Export Job to Hive Dropping Records
When exporting to Hive, a large chunk of records gets consistently dropped. Exporting these records directly to HDFS is possible without an issue. The dropped records only appear when attempting to export to either a new or existing Hive table.
There is not an exact error message; instead, the job completes with warnings. The log snip below details the output from a Hive export job that is dropping records.
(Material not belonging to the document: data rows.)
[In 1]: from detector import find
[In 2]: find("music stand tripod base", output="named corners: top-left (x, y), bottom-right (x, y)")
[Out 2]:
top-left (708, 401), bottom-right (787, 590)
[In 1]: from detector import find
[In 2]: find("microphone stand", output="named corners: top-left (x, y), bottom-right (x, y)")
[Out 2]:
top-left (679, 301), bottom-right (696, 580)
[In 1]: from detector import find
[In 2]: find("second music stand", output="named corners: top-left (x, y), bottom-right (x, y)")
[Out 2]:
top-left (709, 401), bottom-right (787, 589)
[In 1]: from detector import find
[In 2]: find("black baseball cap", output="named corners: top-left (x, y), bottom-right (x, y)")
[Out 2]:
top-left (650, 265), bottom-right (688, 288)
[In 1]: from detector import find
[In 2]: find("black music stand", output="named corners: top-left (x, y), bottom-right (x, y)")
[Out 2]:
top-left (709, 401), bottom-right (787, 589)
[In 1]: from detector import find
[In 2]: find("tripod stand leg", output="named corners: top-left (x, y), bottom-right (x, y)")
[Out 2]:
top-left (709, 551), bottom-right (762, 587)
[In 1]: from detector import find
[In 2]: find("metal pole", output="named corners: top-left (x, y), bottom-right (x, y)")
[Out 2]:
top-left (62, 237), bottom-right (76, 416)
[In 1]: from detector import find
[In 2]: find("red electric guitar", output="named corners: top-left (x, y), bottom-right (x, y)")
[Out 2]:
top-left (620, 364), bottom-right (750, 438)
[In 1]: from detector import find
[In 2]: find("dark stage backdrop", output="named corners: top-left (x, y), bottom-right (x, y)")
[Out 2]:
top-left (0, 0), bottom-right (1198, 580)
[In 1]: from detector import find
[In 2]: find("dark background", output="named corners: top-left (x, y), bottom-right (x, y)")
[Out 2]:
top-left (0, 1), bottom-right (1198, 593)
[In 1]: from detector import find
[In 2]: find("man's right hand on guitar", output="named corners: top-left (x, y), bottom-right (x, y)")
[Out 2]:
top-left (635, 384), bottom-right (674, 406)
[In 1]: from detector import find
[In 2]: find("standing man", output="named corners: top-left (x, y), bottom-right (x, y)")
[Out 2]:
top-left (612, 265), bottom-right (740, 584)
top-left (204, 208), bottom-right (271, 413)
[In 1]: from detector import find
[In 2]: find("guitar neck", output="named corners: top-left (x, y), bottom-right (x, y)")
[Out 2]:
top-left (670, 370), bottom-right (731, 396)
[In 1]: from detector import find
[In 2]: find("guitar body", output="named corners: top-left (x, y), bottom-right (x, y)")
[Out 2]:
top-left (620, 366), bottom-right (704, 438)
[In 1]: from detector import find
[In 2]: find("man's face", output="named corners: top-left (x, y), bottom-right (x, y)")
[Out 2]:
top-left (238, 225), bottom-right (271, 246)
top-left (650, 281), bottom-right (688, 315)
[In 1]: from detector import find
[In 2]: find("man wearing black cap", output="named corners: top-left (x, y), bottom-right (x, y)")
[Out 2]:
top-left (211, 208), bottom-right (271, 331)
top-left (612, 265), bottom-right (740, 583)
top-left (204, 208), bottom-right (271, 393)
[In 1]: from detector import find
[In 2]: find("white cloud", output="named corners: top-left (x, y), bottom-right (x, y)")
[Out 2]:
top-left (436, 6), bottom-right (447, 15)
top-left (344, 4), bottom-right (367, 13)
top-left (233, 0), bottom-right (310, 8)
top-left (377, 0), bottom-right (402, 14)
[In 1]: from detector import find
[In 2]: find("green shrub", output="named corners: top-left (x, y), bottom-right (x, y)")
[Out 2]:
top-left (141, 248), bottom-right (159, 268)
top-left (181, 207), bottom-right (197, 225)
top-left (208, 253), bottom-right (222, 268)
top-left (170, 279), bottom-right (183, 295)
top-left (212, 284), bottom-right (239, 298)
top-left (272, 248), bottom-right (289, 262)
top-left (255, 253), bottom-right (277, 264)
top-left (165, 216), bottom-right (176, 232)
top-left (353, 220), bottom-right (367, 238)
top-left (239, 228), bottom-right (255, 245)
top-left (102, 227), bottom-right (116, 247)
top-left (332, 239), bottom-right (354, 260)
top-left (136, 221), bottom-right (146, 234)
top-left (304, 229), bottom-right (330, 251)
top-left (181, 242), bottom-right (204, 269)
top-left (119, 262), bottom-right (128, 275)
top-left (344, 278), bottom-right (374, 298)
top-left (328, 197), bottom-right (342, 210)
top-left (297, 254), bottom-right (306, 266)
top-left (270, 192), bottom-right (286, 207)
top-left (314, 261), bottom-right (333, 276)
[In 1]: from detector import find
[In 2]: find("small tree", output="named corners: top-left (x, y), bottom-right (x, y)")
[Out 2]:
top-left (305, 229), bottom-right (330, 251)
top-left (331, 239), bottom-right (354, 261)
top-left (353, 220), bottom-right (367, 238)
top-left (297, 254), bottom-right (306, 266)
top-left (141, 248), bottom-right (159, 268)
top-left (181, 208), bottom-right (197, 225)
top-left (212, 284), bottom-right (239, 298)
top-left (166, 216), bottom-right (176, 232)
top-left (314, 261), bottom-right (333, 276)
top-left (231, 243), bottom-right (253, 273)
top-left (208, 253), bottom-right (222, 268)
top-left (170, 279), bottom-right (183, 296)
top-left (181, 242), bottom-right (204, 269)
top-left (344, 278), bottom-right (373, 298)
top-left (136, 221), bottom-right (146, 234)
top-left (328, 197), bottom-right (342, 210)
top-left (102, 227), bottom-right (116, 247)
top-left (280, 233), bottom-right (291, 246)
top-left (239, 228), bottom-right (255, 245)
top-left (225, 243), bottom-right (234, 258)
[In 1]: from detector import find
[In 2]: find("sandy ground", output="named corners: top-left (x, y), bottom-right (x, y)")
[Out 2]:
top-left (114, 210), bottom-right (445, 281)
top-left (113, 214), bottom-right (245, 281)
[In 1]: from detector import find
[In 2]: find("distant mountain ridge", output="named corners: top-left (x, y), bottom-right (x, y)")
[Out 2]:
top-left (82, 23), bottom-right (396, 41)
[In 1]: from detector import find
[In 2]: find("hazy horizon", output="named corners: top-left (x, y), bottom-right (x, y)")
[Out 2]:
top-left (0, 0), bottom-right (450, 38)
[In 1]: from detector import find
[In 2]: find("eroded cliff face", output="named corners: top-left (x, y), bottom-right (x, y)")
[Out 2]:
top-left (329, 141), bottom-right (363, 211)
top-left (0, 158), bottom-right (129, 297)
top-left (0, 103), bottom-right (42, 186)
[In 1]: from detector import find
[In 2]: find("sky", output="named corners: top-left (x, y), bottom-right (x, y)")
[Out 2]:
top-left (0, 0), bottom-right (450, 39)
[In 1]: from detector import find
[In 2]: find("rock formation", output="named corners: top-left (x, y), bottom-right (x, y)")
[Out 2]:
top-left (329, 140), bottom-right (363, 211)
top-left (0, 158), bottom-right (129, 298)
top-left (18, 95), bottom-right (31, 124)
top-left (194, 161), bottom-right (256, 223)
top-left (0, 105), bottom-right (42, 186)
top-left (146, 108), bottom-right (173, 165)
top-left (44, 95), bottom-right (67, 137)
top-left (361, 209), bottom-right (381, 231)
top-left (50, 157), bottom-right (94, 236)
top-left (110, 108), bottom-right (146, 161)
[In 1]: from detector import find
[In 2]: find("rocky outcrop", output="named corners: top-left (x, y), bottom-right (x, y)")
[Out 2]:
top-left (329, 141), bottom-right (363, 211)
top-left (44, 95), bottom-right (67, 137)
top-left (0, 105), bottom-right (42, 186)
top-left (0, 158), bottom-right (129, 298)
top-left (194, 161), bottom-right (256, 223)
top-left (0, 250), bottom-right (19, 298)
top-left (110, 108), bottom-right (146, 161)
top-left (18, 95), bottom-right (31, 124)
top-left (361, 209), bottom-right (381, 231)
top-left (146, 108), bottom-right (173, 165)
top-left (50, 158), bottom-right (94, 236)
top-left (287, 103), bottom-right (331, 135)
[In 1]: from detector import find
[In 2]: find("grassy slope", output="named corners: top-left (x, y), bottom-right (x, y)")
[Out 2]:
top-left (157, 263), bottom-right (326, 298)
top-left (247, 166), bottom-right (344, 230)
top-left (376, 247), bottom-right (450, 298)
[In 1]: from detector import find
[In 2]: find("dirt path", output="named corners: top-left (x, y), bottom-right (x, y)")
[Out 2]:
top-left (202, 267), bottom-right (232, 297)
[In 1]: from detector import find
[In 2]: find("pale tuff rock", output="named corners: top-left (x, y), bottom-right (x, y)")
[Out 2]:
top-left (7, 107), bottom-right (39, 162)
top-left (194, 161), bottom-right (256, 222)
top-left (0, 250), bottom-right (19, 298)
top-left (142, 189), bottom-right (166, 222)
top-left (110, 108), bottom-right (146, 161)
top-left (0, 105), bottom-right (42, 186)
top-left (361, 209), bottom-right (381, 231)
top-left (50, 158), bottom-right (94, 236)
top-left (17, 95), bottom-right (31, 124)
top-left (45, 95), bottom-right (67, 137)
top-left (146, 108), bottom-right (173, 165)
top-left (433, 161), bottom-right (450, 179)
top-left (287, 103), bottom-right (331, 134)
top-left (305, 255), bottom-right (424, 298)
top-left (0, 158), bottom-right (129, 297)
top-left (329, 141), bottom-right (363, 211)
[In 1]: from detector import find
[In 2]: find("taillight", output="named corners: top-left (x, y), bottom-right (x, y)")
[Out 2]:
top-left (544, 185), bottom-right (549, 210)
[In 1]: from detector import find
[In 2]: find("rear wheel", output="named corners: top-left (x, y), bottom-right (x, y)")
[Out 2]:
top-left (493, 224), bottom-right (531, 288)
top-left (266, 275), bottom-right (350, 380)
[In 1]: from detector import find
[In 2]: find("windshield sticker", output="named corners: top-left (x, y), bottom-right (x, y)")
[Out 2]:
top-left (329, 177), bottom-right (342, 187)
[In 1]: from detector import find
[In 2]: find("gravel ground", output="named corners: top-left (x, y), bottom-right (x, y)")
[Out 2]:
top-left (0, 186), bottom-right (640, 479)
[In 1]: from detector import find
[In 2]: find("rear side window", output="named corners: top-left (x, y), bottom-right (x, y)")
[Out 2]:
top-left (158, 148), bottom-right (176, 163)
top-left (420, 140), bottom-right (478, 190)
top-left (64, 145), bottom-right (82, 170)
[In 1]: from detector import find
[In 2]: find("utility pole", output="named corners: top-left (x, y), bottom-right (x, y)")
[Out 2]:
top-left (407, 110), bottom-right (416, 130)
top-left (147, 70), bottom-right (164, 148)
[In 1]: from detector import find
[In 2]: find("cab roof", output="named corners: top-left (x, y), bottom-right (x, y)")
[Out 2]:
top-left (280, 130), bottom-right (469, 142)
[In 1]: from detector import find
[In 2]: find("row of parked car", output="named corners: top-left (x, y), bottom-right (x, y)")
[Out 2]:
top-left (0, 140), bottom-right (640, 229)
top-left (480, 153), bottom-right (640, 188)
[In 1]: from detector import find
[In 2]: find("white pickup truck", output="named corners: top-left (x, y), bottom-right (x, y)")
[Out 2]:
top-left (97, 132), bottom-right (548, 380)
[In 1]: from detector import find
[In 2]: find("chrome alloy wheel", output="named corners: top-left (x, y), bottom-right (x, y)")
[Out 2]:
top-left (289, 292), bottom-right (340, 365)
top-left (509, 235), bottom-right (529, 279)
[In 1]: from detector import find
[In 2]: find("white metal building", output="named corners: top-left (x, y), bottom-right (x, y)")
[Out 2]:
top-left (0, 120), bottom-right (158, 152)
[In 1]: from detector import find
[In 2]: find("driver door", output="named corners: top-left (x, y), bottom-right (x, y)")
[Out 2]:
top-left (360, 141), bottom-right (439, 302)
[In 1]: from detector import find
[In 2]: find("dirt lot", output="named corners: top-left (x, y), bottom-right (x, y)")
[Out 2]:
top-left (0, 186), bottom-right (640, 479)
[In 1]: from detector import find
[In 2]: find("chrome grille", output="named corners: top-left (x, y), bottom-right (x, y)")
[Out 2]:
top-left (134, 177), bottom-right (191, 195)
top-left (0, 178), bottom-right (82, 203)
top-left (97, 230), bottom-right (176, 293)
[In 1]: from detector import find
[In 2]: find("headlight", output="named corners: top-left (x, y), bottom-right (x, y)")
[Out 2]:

INFO [<timestamp>] [MrPlanRunnerV2] (JobExecutionTraceService.java:106) - Copying job execution trace log from /app/datameer/Datameer-<version>-<dist>/build/cache/dfscache/local-job-execution-traces/<jobID> to maprfs:/datalake/corporate/dataliberation/datameer/exportjobs/<configID>/<jobID>/job-execution-trace.log INFO [<timestamp>] [JobScheduler worker1-thread-253] (DapJobCounter.java:176) - Job SUCCESS with '1' mr-jobs and following counters: INFO [<timestamp>] [JobScheduler worker1-thread-253] (DapJobCounter.java:179) - EXPORT_RECORDS: 1908 INFO [<timestamp>] [JobScheduler worker1-thread-253] (DapJobCounter.java:179) - EXPORT_DROPPED_RECORDS: 3617
Further investigation in the task logs revealed the following nondescript error messaging:
!message:NullPointerException: !Error Repeated:>100 times !stack:java.lang.NullPointerException at datameer.com.google.common.base.Preconditions.checkNotNull(Preconditions.java:210) at datameer.com.google.common.collect.Lists.newArrayList(Lists.java:142) at datameer.das.plugin.hive.RecordObjectInspector.coerceColumnForHive(RecordObjectInspector.java:118) at datameer.das.plugin.hive.RecordObjectInspector.getStructFieldsDataAsList(RecordObjectInspector.java:108) at org.apache.hadoop.hive.serde2.lazy.LazySimpleSerDe.serialize(LazySimpleSerDe.java:396) at datameer.das.plugin.hive.HiveFileOutputAdapter.write(HiveFileOutputAdapter.java:80) at datameer.das.plugin.hive.HiveOutputAdapter.write(HiveOutputAdapter.java:74) at datameer.dap.common.job.dapexport.ExportJob$ExportRecordProcessor$1.computeValue(ExportJob.java:115) at datameer.dap.common.job.dapexport.ExportJob$ExportRecordProcessor$1.computeValue(ExportJob.java:108) at datameer.dap.sdk.sequence.Sequence$Singleton.moveToNext(Sequence.java:246) at datameer.dap.sdk.sequence.Sequence$14.computeNext(Sequence.java:647) at datameer.dap.sdk.sequence.Sequence$Simple.moveToNext(Sequence.java:157) ...
In this instance, the cause was identified by isolating the columns in which were exported to Hive until it were determined the offending fields. Through this process of elimination following a binary sort pattern, two columns were determined to contain null values.
The formulas attached to those columns were updated to include the DENULLIFY wrapper and the
NullPointerException listed above was resolved. All records were now exported to Hive as expected.